Findings: Youth in foster care experienced significantly worse adult outcomes compared with youth in the general population. Similar demographic characteristics were observed between youth in foster care who were considered mentored (n=160) and those who were considered non-mentored (n=150). Mentored youth reported having been in their relationships for an average of 9.7 years. Thirty-six percent of mentors were non-parental family members (i.e., grandparents, aunt/uncles), 31% were from informal capacities (i.e. coaches, friends' parents, co-workers, and friends), 21% were from professional roles (i.e., teachers, guidance counselors, ministers) and 11% were from "other" capacities.
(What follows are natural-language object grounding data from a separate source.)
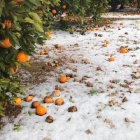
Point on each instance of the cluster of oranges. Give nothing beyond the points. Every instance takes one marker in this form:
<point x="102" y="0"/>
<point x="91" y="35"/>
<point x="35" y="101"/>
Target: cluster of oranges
<point x="6" y="43"/>
<point x="39" y="108"/>
<point x="21" y="58"/>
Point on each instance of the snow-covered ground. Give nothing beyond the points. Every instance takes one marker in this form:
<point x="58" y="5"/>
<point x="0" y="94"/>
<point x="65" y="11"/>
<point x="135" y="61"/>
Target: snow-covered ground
<point x="113" y="113"/>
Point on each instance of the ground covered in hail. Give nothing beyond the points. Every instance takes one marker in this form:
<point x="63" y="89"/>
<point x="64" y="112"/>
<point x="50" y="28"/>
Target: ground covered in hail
<point x="104" y="86"/>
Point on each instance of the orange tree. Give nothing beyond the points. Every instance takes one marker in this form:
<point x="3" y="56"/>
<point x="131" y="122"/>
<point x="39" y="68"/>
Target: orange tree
<point x="23" y="25"/>
<point x="78" y="10"/>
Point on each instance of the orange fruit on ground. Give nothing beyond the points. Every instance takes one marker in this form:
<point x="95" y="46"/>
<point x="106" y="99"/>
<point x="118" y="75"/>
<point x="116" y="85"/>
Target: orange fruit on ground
<point x="8" y="24"/>
<point x="111" y="59"/>
<point x="63" y="79"/>
<point x="6" y="43"/>
<point x="59" y="101"/>
<point x="29" y="98"/>
<point x="35" y="104"/>
<point x="17" y="101"/>
<point x="22" y="57"/>
<point x="18" y="1"/>
<point x="105" y="45"/>
<point x="13" y="71"/>
<point x="64" y="6"/>
<point x="41" y="110"/>
<point x="54" y="11"/>
<point x="56" y="93"/>
<point x="48" y="100"/>
<point x="123" y="50"/>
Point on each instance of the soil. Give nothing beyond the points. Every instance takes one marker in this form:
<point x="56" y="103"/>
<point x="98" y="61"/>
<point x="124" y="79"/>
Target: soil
<point x="11" y="112"/>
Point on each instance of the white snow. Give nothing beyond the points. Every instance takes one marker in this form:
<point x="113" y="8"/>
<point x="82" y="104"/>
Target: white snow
<point x="94" y="113"/>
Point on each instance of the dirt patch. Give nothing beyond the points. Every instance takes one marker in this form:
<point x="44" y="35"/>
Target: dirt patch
<point x="11" y="112"/>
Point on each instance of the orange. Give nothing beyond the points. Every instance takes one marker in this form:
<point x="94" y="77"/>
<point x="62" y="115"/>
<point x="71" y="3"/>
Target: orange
<point x="56" y="93"/>
<point x="8" y="24"/>
<point x="59" y="101"/>
<point x="54" y="11"/>
<point x="13" y="71"/>
<point x="63" y="79"/>
<point x="64" y="6"/>
<point x="41" y="110"/>
<point x="17" y="101"/>
<point x="105" y="45"/>
<point x="35" y="104"/>
<point x="5" y="43"/>
<point x="123" y="50"/>
<point x="22" y="57"/>
<point x="29" y="98"/>
<point x="18" y="1"/>
<point x="111" y="59"/>
<point x="48" y="100"/>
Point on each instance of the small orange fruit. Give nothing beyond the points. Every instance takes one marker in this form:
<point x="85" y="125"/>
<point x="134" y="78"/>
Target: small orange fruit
<point x="17" y="101"/>
<point x="111" y="59"/>
<point x="105" y="45"/>
<point x="22" y="57"/>
<point x="56" y="93"/>
<point x="59" y="101"/>
<point x="41" y="110"/>
<point x="29" y="98"/>
<point x="123" y="50"/>
<point x="6" y="43"/>
<point x="63" y="79"/>
<point x="48" y="100"/>
<point x="35" y="104"/>
<point x="8" y="24"/>
<point x="64" y="6"/>
<point x="13" y="71"/>
<point x="54" y="11"/>
<point x="18" y="1"/>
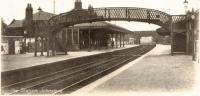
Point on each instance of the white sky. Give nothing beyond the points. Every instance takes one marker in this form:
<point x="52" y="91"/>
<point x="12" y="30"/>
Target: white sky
<point x="15" y="9"/>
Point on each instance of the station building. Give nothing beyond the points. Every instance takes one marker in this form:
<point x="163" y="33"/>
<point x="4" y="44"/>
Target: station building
<point x="19" y="36"/>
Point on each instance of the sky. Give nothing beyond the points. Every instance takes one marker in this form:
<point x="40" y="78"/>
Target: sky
<point x="15" y="9"/>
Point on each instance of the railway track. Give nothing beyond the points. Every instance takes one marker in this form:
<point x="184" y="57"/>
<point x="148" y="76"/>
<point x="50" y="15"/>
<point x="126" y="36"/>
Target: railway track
<point x="77" y="76"/>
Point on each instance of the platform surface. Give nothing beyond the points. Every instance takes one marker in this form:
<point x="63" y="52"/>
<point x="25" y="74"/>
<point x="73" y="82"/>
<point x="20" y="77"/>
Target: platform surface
<point x="12" y="62"/>
<point x="156" y="74"/>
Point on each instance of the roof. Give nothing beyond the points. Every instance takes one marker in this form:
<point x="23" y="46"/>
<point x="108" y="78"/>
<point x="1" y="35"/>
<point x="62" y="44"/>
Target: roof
<point x="16" y="23"/>
<point x="42" y="15"/>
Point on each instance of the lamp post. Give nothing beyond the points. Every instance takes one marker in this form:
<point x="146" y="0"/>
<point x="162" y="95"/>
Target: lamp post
<point x="185" y="5"/>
Compared to non-mentored youth, mentored youth were more likely to report a high level of perceived general health and participation in higher education; and less likely to report suicidal thoughts and to participate in unhealthy behaviors (specifically, receiving a diagnosis of a sexually transmitted infection and experiencing acts of physical aggression).
Conclusions: Mentoring relationships of vulnerable youth during adolescence are associated with positive outcomes in young adulthood. However, it should be noted that this study was observational and thus, cannot show causal relationships. Moreover, some of the mentoring relationships may have actually been initiated through a formal program as opposed to naturally emerging from the youths' existing social network. Regardless, mental health professionals and child-youth workers should develop strategies to educate, encourage, and support 'natural' mentoring relationships for this vulnerable population. Positive outcomes in young adulthood will likely translate to a lower burden on our health care system and social services.
Reference: Ahrens, K.R., DuBois, K.L., Richardson, L.P., Fan, M-Y., Lozano, P. Youth in Foster Care with Adult Mentors During Adolescence Have Improved Adult Outcomes. Pediatrics. 2008; 121(2): e246-e252.